Milne spreads wings into high-tech sheds

Brad ThompsonThe West Australian

WA's biggest free-range chicken farm will rely on technology from northern Europe to produce about four million birds a year for the Milne AgriGroup.

The farm's output when in full production will double the number of chickens processed under the Mt Barker Free Range Chicken brand as Milne's plans for a huge increase in meat protein sales begin to take shape.

Developer Mark McAuliffe hopes to begin production early next year after reaching the final stage in the approval process for the multimillion-dollar project on a 602ha site about 60km north-east of Albany.

The Great Southern Development Assessment Panel will meet on Monday to consider a recommendation to approve the plan subject to various conditions, including roadworks, pest control and environmental safeguards.

Milne approached Mr McAuliffe about the future of his farm soon after he harvested blue gum plantations on the property.

"It was just fortunate that I was looking to do something with the property at the time Milne was looking to expand," he said.

Mr McAuliffe, who operates a commercial vineyard in Margaret River and runs his own law firm, will fund the $9 million construction of 18 high-tech sheds and associated infrastructure in partnership with local and overseas investors.

Milne will own the birds and provide feed under its standard production model.
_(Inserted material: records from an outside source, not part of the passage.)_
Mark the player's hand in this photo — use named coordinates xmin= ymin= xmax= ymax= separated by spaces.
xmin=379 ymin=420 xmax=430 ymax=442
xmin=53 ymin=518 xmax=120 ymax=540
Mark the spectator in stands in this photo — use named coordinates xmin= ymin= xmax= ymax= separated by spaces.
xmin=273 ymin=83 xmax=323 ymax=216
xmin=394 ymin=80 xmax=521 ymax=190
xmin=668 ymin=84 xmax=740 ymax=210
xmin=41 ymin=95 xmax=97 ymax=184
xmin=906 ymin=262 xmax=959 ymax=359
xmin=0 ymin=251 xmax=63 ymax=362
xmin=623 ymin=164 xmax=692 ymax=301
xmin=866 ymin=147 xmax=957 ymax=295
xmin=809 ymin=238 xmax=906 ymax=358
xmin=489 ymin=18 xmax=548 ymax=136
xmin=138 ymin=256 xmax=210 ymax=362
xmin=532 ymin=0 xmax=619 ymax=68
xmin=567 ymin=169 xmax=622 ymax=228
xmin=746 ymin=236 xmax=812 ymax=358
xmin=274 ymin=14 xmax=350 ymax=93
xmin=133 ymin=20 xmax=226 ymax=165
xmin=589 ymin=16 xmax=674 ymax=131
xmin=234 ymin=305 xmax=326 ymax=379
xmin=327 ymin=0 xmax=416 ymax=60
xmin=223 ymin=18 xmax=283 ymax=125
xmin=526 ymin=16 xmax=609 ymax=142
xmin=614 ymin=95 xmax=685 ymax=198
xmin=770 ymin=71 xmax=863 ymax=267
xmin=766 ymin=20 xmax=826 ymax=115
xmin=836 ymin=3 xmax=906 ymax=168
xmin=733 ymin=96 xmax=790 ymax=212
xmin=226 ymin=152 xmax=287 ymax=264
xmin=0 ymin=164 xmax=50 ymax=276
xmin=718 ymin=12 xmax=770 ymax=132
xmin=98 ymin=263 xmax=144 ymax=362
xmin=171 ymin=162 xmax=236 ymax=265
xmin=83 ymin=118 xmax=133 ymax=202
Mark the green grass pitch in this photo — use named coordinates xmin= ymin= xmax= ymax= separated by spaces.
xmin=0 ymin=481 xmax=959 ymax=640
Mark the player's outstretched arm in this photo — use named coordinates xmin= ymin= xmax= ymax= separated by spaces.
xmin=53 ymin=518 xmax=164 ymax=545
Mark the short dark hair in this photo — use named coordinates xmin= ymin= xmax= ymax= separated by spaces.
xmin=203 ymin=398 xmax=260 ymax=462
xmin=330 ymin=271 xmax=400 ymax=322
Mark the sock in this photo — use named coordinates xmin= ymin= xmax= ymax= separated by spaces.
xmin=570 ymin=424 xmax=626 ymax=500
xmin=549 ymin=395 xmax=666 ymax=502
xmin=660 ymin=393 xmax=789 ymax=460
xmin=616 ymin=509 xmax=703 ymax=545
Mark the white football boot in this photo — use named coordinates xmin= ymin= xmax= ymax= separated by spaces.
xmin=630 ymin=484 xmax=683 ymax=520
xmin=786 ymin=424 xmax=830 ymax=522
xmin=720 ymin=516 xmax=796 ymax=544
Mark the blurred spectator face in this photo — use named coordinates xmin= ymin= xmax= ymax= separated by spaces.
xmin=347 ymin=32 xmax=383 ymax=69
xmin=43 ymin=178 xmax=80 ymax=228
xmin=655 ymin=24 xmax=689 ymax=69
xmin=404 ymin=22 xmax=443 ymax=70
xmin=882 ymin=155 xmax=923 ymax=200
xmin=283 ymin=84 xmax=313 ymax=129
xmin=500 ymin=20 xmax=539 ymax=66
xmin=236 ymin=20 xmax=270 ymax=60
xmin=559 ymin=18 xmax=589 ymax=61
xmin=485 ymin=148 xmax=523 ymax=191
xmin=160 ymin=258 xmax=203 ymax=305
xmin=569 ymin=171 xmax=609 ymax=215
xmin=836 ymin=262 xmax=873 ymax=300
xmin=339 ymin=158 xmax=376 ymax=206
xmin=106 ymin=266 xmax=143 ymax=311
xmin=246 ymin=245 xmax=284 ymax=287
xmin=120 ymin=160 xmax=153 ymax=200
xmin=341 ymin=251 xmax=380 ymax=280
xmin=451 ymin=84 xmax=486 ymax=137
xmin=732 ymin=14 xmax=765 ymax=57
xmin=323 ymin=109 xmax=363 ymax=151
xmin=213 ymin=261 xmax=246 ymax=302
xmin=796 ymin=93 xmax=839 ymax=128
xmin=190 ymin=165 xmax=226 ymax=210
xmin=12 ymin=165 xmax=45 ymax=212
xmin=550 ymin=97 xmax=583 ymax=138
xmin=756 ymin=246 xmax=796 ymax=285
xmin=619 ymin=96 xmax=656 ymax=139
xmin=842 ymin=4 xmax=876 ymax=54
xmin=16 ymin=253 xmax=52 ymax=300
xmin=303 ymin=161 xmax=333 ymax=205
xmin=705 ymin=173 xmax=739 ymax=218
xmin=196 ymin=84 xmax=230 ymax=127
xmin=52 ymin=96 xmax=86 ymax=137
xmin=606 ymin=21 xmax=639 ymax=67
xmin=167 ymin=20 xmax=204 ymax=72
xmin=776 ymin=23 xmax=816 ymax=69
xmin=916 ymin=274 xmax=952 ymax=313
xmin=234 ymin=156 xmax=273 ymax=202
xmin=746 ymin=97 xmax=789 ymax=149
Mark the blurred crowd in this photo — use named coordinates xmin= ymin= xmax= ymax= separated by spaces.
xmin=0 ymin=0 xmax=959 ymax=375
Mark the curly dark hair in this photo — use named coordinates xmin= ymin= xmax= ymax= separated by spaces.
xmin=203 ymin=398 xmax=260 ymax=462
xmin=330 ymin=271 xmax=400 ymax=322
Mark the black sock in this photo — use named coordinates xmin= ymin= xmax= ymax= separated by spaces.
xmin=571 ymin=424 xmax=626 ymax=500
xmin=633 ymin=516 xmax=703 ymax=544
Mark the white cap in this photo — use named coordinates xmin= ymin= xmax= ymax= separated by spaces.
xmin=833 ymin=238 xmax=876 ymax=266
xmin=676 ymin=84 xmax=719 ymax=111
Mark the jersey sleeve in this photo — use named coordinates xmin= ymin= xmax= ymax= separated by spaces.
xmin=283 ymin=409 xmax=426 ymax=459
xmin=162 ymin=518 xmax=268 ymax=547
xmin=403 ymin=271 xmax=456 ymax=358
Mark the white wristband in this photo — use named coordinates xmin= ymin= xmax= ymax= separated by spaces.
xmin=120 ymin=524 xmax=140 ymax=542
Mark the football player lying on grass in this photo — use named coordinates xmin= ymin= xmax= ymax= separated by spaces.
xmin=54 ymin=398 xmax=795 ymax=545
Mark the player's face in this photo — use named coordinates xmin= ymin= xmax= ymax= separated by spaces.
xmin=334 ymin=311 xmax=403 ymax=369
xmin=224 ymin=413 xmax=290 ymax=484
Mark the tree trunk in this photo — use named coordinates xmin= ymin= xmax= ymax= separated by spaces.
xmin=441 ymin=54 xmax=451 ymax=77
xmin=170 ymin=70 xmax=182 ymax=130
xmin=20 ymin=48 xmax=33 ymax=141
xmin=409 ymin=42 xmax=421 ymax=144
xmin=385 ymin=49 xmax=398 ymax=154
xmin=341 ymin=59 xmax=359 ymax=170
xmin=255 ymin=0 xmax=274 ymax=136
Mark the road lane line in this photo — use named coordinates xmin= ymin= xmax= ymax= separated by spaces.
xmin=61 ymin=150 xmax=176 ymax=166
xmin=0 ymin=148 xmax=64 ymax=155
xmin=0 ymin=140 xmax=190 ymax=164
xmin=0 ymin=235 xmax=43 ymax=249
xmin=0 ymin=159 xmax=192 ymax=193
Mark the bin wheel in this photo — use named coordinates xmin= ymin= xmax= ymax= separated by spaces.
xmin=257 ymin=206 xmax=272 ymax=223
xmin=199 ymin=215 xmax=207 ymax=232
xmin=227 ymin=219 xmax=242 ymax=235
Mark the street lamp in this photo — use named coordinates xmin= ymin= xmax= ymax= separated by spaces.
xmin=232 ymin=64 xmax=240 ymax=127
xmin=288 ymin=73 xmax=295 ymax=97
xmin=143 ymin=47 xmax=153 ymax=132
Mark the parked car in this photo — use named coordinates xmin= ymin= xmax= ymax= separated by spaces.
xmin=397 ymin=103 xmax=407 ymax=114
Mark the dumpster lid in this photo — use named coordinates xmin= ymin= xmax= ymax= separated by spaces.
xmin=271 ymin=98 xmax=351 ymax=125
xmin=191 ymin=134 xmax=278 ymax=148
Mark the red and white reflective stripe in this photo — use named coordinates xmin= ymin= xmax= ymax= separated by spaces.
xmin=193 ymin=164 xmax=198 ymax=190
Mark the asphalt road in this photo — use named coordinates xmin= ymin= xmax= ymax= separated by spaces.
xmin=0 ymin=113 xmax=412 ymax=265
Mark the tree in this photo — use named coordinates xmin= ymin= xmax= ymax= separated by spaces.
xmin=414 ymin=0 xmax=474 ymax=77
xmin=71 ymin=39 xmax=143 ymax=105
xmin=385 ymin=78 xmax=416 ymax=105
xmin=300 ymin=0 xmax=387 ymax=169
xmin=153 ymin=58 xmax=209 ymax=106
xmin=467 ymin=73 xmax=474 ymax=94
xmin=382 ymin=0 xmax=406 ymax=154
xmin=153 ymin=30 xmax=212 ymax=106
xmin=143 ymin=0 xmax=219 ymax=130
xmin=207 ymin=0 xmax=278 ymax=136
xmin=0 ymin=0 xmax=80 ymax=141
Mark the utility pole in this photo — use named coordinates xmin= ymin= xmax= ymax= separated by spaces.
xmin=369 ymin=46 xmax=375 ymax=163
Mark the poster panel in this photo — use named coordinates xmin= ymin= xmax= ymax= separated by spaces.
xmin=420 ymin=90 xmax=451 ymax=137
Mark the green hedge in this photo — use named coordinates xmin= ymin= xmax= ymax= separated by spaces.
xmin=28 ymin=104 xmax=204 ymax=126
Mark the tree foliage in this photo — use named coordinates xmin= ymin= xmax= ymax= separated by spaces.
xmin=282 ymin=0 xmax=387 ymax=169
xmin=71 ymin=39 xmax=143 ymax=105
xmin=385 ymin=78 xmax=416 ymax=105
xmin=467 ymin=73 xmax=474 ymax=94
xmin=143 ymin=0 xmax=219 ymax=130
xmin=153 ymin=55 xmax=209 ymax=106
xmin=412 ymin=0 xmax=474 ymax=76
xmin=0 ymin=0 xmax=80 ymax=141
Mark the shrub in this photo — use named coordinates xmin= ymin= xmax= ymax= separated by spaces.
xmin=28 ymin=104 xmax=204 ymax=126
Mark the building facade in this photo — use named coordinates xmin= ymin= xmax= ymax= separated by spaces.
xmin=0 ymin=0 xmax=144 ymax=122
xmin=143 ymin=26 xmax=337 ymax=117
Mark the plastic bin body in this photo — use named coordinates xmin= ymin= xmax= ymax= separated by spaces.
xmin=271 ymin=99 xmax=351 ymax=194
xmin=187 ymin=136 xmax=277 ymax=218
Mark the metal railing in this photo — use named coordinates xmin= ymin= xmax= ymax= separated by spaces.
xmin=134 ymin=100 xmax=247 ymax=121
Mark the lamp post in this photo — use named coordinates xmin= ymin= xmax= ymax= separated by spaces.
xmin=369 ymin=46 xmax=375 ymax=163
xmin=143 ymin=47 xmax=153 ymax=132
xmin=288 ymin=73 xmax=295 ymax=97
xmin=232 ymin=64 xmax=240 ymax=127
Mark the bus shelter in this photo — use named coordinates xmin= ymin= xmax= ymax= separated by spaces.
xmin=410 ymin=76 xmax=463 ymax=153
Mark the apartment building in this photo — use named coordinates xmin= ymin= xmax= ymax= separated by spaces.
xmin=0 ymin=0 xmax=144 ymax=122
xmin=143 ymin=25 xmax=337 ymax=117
Milne owner Graham Laitt said the company was also looking to increase production with existing suppliers and develop another farm with capacity to produce millions of chickens a year.

Mr Laitt is targeting high-end Asian markets and domestic customers who put a high price on animal welfare to grow his chicken, pork and beef businesses.

Mr McAuliffe said his farm would adopt the latest in ventilation and climate control technology from Denmark and the Netherlands to minimise odour and nuisance factors for neighbours.

The farm will source about 60 megalitres of water a year from its dams, from desalinated groundwater and by capturing an estimated 24ML of run-off from shed roofs. There are plans to use solar or wind power in the long-term.